Jackie Kennedy Was Advised to 'Ignore' Husband Aristotle Onassis' Romance with Maria Callas (Exclusive)
Aristotle Onassis and Maria Callas "couldn't live without the other one,” Kiki Feroudi Moutsatsos recalls
When Aristotle Onassis, the Greek shipping magnate, met Maria Callas, the great opera diva, in 1957 they were both married to others. But that didn’t stop them from falling in love and having an affair that would last until his death in 1975.
“They couldn’t live without the other one,” Kiki Feroudi Moutsatsos, Onassis’ longtime personal secretary, tells PEOPLE.
Once their affair began, she says, they "never stopped seeing each other — never.” Even after he divorced his first wife and later married Jacqueline Kennedy in 1968.
“Onassis was protecting his affair,” recalls Moutsatsos, 75. “He was protecting Jackie, but Jackie was very smart. Everyone in the house was speaking, secretly, of course, that Onassis every night was visiting Maria. She knew. She was discussing it with Onassis' sister, Artemis. She was complaining. Artemis told her not to fight. Just ignore it.”
“Not that it would have been changed,” she adds.
The story of their tempestuous affair is told in the new movie Maria, directed by Pablo Larraín and starring Angelina Jolie as the famous soprano.
Few were as close to what really happened as Moutsatsos, who began working for Onassis when she was 17 and later wrote the 1998 memoir The Onassis Women that she is looking to republish.
“They often saw each other in Paris,” Moutsatsos recalls. “Their houses were very close.” Onassis had an apartment on Avenue Foch and Callas lived at 36 Avenue George Mandel, both in the posh 16th arrondissement.
As she recounts, “When I was calling every morning, in Athens or in Paris, and I was speaking with the personnel, and they were making jokes, they were telling me Mr.
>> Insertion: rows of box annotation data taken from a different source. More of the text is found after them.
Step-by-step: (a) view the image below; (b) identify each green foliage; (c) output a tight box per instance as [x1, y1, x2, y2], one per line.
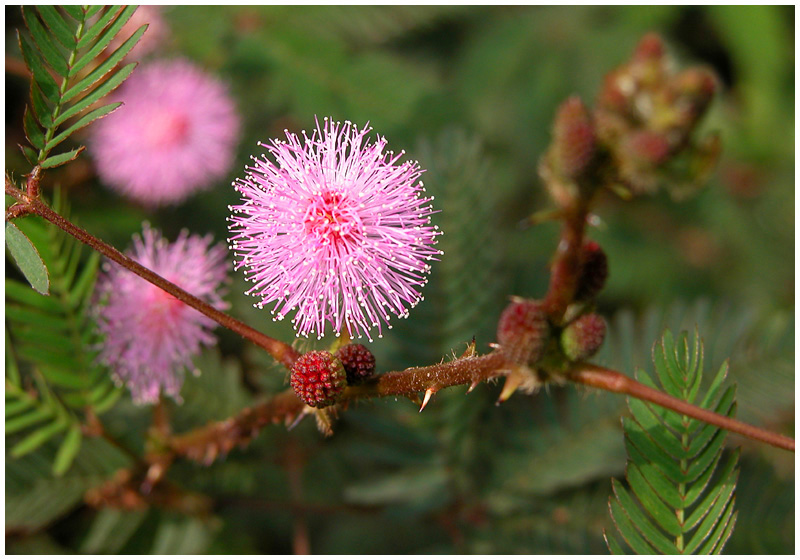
[6, 222, 50, 296]
[1, 6, 795, 554]
[6, 191, 121, 474]
[5, 439, 129, 533]
[18, 6, 147, 169]
[605, 331, 739, 554]
[380, 128, 506, 368]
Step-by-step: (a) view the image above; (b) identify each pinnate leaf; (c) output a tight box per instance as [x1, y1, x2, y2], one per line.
[606, 331, 739, 554]
[6, 222, 50, 295]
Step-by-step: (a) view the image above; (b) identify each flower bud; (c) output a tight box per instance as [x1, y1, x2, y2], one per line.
[291, 351, 347, 408]
[336, 344, 375, 385]
[623, 130, 671, 167]
[552, 96, 595, 179]
[497, 298, 550, 365]
[561, 313, 606, 362]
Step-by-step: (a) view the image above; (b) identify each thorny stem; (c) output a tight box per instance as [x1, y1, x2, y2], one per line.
[569, 364, 794, 452]
[168, 352, 794, 464]
[6, 177, 299, 368]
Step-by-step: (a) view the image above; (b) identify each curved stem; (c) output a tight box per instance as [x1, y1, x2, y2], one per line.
[569, 364, 794, 452]
[544, 197, 589, 325]
[6, 179, 299, 368]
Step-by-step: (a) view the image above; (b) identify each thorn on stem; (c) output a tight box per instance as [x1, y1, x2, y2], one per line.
[419, 387, 436, 412]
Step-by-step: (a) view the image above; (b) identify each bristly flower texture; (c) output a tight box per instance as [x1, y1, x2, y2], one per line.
[95, 224, 228, 404]
[229, 118, 441, 340]
[90, 60, 240, 207]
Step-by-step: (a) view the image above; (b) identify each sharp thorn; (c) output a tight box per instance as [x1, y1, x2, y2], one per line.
[461, 336, 476, 358]
[495, 374, 522, 406]
[419, 387, 436, 412]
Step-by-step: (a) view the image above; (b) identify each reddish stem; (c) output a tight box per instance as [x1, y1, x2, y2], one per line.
[569, 364, 794, 452]
[544, 197, 588, 324]
[6, 180, 300, 368]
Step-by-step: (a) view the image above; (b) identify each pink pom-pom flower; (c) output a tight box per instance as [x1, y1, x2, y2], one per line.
[95, 224, 228, 404]
[229, 118, 441, 340]
[90, 60, 240, 207]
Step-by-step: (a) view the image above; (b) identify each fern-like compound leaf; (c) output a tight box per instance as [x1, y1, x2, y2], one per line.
[18, 6, 147, 168]
[605, 330, 739, 554]
[5, 190, 121, 475]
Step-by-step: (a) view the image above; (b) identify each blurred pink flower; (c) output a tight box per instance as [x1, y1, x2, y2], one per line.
[229, 118, 441, 340]
[90, 60, 239, 207]
[95, 224, 228, 404]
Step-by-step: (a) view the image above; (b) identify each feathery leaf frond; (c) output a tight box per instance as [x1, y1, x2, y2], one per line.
[605, 330, 739, 554]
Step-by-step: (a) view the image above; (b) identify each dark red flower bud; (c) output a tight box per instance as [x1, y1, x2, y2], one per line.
[497, 299, 550, 365]
[336, 344, 375, 385]
[553, 96, 595, 179]
[291, 351, 347, 408]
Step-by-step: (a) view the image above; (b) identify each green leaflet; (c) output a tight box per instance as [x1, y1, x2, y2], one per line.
[6, 222, 50, 296]
[5, 190, 121, 475]
[604, 330, 739, 554]
[18, 6, 146, 168]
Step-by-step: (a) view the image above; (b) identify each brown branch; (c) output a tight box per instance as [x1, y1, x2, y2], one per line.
[165, 352, 508, 464]
[544, 200, 589, 325]
[165, 389, 306, 464]
[6, 182, 299, 368]
[569, 364, 794, 452]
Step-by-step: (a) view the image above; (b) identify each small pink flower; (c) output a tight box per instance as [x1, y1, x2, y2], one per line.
[229, 118, 441, 340]
[95, 224, 228, 404]
[90, 60, 239, 207]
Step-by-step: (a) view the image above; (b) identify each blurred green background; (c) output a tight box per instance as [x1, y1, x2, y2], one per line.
[6, 6, 795, 554]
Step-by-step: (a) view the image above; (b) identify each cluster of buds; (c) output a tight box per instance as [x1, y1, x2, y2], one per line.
[290, 344, 375, 408]
[539, 34, 720, 208]
[594, 34, 720, 195]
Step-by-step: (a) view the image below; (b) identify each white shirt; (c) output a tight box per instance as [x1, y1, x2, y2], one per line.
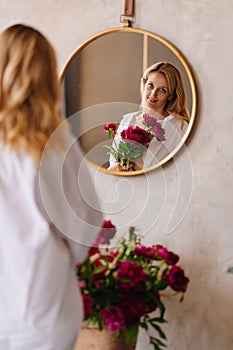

Onassis was very, very tired. And when I was asking why, they were saying again that Maria was visiting.”
“We knew every moment what they were doing,” says Moutsatsos of all the women in Onassis’ life. “Because I was arranging from my office and could make all the details about the trips. Christina [Onassis’ daughter] and Jackie called me to tell me when they would be in Paris and when in the United States.”
But Callas wasn’t always happy with her lover. Says Moutsatsos, “When she was on the boat (Onassis’ yacht, the Christina) she was reading the newspapers and seeing all the rumors — and scandals — about Aristo; they were fighting.”
“He liked to have next to him beautiful women, and Maria was very jealous,” recalls Moutsatsos, who's memoir is the basis for a short film The Heiress, now screening on the festival circuit. "She was very nervous. When articles in the newspaper or magazines appeared, she couldn't stand it. She was always fighting with him.”
Jackie, on the other hand, rarely showed her emotions. Their marriage grew increasingly rocky in later years as they spent time apart. Still Onassis continued to see Callas.
The opera singer never truly recovered after his death on March 15, 1975. Afterward, Moutsatsos recalls, “Maria was desperate. She didn't want to live anymore.”
As for her own turn as the dramatic opera star, Oscar-winner Jolie has said, “I hope what audiences find is that there was so much research done into what we believe she really was like — the human being behind the voice and behind the image. Maybe not ‘behind the voice,’ because the voice is the woman,” she told The Hollywood Reporter.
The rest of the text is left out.